O presidente Luiz Inácio Lula da Silva se reuniu com a presidente da Comissão Europeia, Ursula von der Leyen, e o presidente do Conselho Europeu, António Costa, para discutir a conclusão do acordo. Lula enfatizou que a assinatura representa um marco significativo para a economia brasileira, promovendo o crescimento e a reindustrialização. A aprovação do acordo foi facilitada por uma salvaguarda que permitirá monitoramento das importações do Mercosul.
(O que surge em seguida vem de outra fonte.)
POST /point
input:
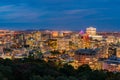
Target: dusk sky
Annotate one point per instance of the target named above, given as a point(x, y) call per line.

No entanto, novos desafios podem surgir, pois o Parlamento Europeu deve votar uma resolução que pode encaminhar o tratado para o Tribunal de Justiça da UE, o que poderia atrasar sua implementação por até dois anos. A Polônia, um dos opositores do acordo, já sinalizou a possibilidade de contestar o tratado, preocupada com o impacto sobre sua produção agrícola. As próximas semanas serão cruciais para determinar o futuro do pacto, considerado o maior do século.